Arbeitsaufgabe — Teil der betrieblichen Gesamt­arbeit, der dem einzelnen Werktätigen als Ergebnis der sozialistischen Arbeitsteilung zur Ausführung übertragen und mit ihm arbeitsvertraglich verein­bart ist. Die Arbeitsaufgabe haben unterschiedlichen Inhalt und Umfang. Ihr Umfang (Profil) richtet sich nach dem Grad der Arbeitsteilung und den jeweiligen Ferti­gungsarten. Demzufolge wird zw. breit profilierten (vom Profil eines Facharbeiterberufes bzw. mit Elementen anderer Tätigkeits- oder Qualifikations­arten) und schmal profilierten Arbeitsaufgabe (vom Profil eines oder weniger sich stets wiederholender Arbeits­gänge oder Arbeitsaufträge) unterschieden. Die Arbeitsaufgabe können komplexer Natur (hochmechanisiert und automatisiert sowie Apparateprozesse), aber auch vielfältig und wechselhaft zusammengesetzt sein und technologisch oder organisatorisch abgrenz­bare Teilaufgaben unterschiedlicher Art und Kompliziertheit umfassen (produktionsbedingte wechselhafte Tätigkeit, vorwiegend in Einzel- und Kleinserienfertigung nach dem Werkstattprinzip). Die Festlegung und Abgrenzung der Arbeitsaufgabe ist ein Erfordernis rationellster Formen der Arbeitstei­lung und der sozialistischen Betriebs- und Arbeits­organisation. Ihre bewusste inhaltliche Bereicherung ist ein zentrales Anliegen der sozialistischen Arbeitswissenschaften als ökonomisches und persönlichkeitsförderndes Element.

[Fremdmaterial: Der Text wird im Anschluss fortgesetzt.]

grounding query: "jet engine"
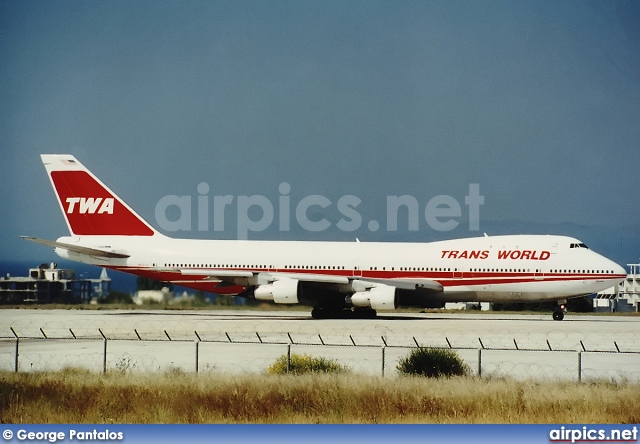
[350,285,398,310]
[253,278,300,304]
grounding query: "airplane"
[21,154,626,320]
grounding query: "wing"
[172,269,443,309]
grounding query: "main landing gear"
[553,301,567,321]
[311,307,378,319]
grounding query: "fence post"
[287,344,291,375]
[98,328,107,375]
[196,340,200,373]
[14,336,20,373]
[578,352,582,382]
[9,327,20,373]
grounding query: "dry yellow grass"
[0,370,640,423]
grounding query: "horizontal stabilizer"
[20,236,129,259]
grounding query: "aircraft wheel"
[364,308,378,319]
[311,308,325,319]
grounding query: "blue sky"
[0,0,640,261]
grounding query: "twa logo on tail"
[42,154,158,236]
[67,197,114,214]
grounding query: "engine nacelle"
[351,285,398,310]
[253,278,300,304]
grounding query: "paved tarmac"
[0,309,640,381]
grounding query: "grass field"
[0,369,640,424]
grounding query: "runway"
[0,309,640,380]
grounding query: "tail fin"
[40,154,156,236]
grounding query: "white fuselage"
[56,234,626,302]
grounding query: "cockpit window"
[571,243,589,250]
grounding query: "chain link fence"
[0,327,640,383]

Die Arbeitsaufgabe ist die Bezugsbasis zur Ermittlung der Anforderungen an das Arbeitsvermögen der Werktätigen. Die Arbeitsaufgabe müssen unter dem Aspekt der vollen Ausnutzung der Technik, des Arbeitsvermögens, der allseitigen Entwicklung der Persönlichkeit; der Schaffung optimaler Arbeitsbedingungen und der Siche­rung des Gesundheits- und Arbeitsschutzes zweck­mäßig gestaltet werden.